Which groups $G$ has the property that for all subgroups $H$ , there is a surjective map from $G$ to $H$?

Question

I tried many examples , but i can't find any counterexample .
But I guess there are many counter examples , and specific sorts of groups or subgroups have this property (e.g abelian groups or normal subgroups).
Thus I have two question:

1. Is there any counter example of group $G$ and its subgroup $H$ s.t there is no surjective homomorphism from $G$ to $H$ ?

   2. If exists some counterexamples , which sort of groups or subgroups have this property?
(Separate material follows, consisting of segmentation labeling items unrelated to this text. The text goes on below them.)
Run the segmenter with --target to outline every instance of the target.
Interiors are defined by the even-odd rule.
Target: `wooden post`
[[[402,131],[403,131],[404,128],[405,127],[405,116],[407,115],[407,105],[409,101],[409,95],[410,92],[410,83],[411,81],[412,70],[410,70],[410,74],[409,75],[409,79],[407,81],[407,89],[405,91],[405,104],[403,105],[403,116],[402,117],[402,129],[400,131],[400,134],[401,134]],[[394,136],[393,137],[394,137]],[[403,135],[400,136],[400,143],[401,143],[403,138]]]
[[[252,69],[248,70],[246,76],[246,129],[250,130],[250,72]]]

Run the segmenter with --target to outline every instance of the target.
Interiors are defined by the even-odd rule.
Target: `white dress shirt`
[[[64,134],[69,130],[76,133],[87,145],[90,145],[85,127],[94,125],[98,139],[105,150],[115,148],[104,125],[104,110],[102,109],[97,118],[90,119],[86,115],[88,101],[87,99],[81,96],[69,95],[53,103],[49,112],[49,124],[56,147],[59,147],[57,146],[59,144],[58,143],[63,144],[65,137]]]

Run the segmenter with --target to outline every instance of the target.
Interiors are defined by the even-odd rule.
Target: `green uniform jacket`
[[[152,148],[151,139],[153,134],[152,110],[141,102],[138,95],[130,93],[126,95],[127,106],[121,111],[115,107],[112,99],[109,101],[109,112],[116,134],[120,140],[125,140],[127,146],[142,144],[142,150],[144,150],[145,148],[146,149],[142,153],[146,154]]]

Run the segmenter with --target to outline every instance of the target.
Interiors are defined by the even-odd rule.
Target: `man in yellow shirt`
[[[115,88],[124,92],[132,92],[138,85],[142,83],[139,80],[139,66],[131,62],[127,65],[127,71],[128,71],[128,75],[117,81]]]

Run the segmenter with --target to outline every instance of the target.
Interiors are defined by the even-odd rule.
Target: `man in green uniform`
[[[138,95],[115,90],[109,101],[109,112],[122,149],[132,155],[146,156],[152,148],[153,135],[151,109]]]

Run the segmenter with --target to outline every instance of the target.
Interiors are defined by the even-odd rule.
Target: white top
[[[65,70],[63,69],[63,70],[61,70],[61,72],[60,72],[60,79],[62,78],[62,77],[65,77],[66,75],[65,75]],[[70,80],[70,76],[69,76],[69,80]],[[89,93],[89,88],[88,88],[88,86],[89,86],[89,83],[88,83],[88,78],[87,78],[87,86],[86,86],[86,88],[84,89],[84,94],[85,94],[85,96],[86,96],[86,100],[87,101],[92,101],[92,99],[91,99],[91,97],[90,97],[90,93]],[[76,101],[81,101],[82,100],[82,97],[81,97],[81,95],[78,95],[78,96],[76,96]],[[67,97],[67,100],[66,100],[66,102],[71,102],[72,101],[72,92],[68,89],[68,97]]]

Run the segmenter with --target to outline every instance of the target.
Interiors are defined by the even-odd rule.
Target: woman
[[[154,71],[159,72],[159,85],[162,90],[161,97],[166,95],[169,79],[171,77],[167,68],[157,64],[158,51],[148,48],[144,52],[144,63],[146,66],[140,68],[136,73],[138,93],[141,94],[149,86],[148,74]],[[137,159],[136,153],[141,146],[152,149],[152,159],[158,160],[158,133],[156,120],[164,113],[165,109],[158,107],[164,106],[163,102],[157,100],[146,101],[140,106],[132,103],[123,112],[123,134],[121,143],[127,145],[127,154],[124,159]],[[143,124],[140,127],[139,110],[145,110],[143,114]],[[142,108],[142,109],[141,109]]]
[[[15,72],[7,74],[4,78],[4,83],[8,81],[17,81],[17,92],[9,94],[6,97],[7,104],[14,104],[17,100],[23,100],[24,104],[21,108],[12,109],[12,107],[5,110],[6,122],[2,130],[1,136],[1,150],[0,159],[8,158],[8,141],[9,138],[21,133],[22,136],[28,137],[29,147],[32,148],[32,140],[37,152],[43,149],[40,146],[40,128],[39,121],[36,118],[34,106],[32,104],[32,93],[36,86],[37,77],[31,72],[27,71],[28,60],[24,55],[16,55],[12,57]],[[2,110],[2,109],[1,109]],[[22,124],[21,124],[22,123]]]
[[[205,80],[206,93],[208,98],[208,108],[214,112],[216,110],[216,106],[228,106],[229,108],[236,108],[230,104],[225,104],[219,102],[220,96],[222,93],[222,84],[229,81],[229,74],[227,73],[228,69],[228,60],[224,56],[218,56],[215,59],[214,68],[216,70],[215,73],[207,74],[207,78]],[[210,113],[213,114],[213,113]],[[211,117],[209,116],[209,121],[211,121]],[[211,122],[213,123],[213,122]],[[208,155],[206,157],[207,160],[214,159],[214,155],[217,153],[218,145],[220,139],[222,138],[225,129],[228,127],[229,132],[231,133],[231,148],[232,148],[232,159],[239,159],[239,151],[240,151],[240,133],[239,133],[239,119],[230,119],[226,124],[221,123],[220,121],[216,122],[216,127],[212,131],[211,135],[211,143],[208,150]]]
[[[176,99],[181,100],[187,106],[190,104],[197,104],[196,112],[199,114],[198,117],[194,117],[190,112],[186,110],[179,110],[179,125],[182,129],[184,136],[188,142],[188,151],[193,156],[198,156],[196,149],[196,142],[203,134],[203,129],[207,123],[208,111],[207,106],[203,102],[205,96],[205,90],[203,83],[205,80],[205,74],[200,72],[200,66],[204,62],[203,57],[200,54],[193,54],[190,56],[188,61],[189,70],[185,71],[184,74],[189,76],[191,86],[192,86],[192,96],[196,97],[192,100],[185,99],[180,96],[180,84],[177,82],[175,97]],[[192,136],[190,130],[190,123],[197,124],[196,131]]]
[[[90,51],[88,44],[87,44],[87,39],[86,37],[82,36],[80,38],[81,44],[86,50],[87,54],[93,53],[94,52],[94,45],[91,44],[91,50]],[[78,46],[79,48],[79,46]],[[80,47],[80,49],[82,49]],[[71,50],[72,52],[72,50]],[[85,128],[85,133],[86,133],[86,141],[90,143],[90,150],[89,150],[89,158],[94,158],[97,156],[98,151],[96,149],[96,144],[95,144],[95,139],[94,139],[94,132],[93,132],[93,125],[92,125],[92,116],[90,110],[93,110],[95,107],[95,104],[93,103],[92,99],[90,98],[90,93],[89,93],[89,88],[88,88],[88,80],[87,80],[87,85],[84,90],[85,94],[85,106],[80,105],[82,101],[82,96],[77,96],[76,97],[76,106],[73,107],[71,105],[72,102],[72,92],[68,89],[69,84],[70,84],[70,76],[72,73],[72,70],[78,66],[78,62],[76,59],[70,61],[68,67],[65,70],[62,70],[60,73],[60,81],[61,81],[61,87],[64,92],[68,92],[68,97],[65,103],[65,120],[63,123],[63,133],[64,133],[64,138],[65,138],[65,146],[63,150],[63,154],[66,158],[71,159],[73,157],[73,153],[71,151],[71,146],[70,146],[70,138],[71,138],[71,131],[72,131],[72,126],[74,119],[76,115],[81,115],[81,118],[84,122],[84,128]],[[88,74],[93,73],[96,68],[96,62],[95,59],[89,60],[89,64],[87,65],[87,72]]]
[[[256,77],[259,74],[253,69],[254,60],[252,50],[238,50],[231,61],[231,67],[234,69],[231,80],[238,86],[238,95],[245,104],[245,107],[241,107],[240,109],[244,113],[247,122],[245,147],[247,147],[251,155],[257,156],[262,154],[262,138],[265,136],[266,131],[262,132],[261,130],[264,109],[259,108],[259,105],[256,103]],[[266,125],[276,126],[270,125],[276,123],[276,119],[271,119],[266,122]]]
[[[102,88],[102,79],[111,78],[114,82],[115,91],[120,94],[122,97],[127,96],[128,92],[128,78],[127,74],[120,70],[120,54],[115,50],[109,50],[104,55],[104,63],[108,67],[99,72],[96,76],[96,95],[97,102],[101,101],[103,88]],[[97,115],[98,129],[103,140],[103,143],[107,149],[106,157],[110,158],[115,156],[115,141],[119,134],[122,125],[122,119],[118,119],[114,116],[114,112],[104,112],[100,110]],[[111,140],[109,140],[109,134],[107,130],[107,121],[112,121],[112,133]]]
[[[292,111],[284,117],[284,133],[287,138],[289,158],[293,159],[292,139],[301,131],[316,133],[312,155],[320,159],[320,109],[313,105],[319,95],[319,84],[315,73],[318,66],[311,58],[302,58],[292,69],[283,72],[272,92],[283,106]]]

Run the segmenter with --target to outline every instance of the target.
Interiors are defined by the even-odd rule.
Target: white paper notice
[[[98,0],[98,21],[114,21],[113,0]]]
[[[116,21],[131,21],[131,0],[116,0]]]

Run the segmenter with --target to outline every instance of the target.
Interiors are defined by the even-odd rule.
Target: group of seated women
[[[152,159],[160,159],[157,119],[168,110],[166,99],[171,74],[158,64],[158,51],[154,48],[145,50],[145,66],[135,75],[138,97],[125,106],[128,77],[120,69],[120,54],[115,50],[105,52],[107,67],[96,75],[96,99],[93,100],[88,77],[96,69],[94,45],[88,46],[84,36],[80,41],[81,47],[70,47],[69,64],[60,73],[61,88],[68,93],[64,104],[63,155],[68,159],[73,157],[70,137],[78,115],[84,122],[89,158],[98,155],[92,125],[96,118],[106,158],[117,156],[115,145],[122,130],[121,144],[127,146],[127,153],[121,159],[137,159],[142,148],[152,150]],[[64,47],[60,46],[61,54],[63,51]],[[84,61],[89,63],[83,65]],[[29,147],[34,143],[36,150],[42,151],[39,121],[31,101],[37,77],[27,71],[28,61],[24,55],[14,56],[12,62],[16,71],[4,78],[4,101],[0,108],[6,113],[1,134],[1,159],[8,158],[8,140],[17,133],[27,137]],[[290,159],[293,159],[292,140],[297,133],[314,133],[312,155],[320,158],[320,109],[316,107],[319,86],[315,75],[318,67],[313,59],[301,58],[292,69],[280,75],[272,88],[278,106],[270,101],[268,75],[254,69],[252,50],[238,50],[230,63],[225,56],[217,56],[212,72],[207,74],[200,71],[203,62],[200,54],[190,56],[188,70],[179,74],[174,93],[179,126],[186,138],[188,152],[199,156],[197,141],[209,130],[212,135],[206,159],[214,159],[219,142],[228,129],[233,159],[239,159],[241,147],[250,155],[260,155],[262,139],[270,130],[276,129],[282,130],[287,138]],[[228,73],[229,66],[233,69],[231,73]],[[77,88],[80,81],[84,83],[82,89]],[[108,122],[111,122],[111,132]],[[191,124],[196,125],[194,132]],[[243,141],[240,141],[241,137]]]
I would also appreciate any reference .

Answer 1

Just a convincing example to show that this property is very far from being natural : take the good old symmetric group $S_n$ (let's take $n\geqslant 5$ to be safe). Then any group of order $n$ is a subgroup of $S_n$, but there is no surjective morphism from $S_n$ to any of them. This is because the only surjective morphisms from $S_n$ to any group are the identity, the signature and the trivial morphism.

Answer 2

Take $G = F(\{x_1,\dots, x_n\})$, the free group on $n$ generators. The commutator subgroup $G' = [G,G]$ is a free group of infinite rank and thus $G$ cannot surject onto $G'$, as it simply doesn't have enough generators (it has finite rank).